Director: Neil Mcenery-West
Principal Cast: Lee Ross, Sheila Reid, Andrew Leung, Gabriel Senior, Louise Brealey, William Postlethwaite and Pippa Nixon
Release Date: 11 September 2015 (UK)
Plot: Residents in a tower block find themselves sealed inside their homes, with no access to utilities such as water and electricity, no communication with the outside world, and no explanation as to why. With time running out and very few options, they are left with the choice of staying put, or working together to find out why they have been sealed inside, and escape.
Review:
Containment is the award-winning debut feature film from director Neil Mcenery-West, demonstrating how a blockbuster budget and household names are not essential in the furtherance and adaptation of the survival thriller genre.
The story begins in a tower block flat, where we meet Mark (Eastenders’ Lee Ross), a recently-divorced artist who has hit a rut in both his work and family life, as he awakens to find his home without power, communication, and later, without escape.
Mark soon realises that the situation is much worse than first anticipated and that his interrupted life may be at stake, with the explosive introduction of neighbour Sergei (Andrew Leung) and younger brother Nicu (Gabriel Senior) into his home, disclosing that their own flat is also sealed from the outside. A glance out of the window reveals the now-isolated tower block to be the target of an intimidating quarantine operation, where those who don’t co-operate are killed without delay to prevent further contamination.
“A FRESH, INVENTIVE AND SUSPENSEFUL THRILLER”
Joined by other panicked neighbours, including reminiscent Enid (Benidorm’s Sheila Reid), nurse Sally (Sherlock’s Louise Brealey) and Sally’s sceptical boyfriend Aiden (William Postlethwaite), the unlikely cluster of ordinary people (who have no idea of whether they are infected or not) decide that they will not be kept contained and uninformed, and must use their initiative to escape, avoiding both the anonymous intruders in bright orange hazmat suits, and the virus they claim to be quarantining.

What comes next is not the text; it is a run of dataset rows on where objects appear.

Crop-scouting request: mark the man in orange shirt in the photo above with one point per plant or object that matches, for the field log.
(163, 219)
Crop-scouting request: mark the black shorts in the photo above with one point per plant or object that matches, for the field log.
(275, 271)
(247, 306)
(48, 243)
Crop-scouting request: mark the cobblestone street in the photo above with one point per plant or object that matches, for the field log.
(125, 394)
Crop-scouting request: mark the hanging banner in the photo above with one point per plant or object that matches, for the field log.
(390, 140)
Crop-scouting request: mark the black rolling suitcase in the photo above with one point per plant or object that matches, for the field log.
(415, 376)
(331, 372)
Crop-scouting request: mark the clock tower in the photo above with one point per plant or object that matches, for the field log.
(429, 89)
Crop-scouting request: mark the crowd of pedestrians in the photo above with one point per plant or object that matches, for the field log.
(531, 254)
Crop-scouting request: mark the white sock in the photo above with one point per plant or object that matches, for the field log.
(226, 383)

Despite some known faces from British television, Containment‘s key cast are fresh and largely unfamiliar with well acted parts, contributing to the film’s credibility, which stands high due to its believable suggestion of contamination from an unidentified disease – a rational and very real fear.
We have seen many elements of Containment’s simple concept before, and it may seem slow to audiences who associate viruses with zombies and intense action scenes, in the way of 2002’s horror, 28 Days Later, or 2008’s ‘found-footage’ film Quarantine. However, it is in this way that Containment cleverly twists the theme with its original interpretation: despite the threat of a virus, it is the unknown, the power and position that the strangers have because of their protective suits, and the ‘man versus man’ nature of events that the protagonists (and audiences) are invited to fear most.
While many thrillers and horrors take place in ominous buildings during stormy dark nights, Containment manages to frighten in the more unusual setting of an unassuming housing block during daylight – a similar set-up to 2012’s thriller Tower Block, with its sober estate backdrop, and assemblage of mismatched characters thrown together one morning by a bizarre incident.
In a further subversion of the stereotypes we are used to seeing, the film frequently contrasts nature such as flora and animals with gritty, man-made objects and structures, and the dirty orange sheen of hazmat suits and equipment.
At 76 minutes, Containment isn’t dragged out, nor is it so fleeting that it feels as though it has been cut short, with a clear, well-written script and story. It doesn’t waste a second, each of which is filled with tension, whether the characters are facing perilous obstacles, or their emotions are fighting for space within the limiting walls of the building they are trapped within.
While some questions are left unanswered regarding the true nature of the virus and the state of the world these events occur in, this perhaps intentional decision to forego further development is compensated by Containment’s intense character focus.
This intensity alludes to Mcenery-West’s experience with short films, as we viewers feel the bewilderment and ambiguity radiating from this mismatched group confined to their homes, and the magnitude and claustrophobia of an otherwise ordinary environment.
These characters are relatable and become likable, despite the mere glimpse we have of their lives and who they are as people, before they are forced to act or react in order to survive. By the end of the film, many characters show a different side of themselves in such a time of crisis and desperation, and the roles they assume are a far cry away from where we see them at the beginning.
Containment is a thriller with a great human angle to play on: the true threat is not the airborne virus, but the behaviour that it elicits in all those reacting to it.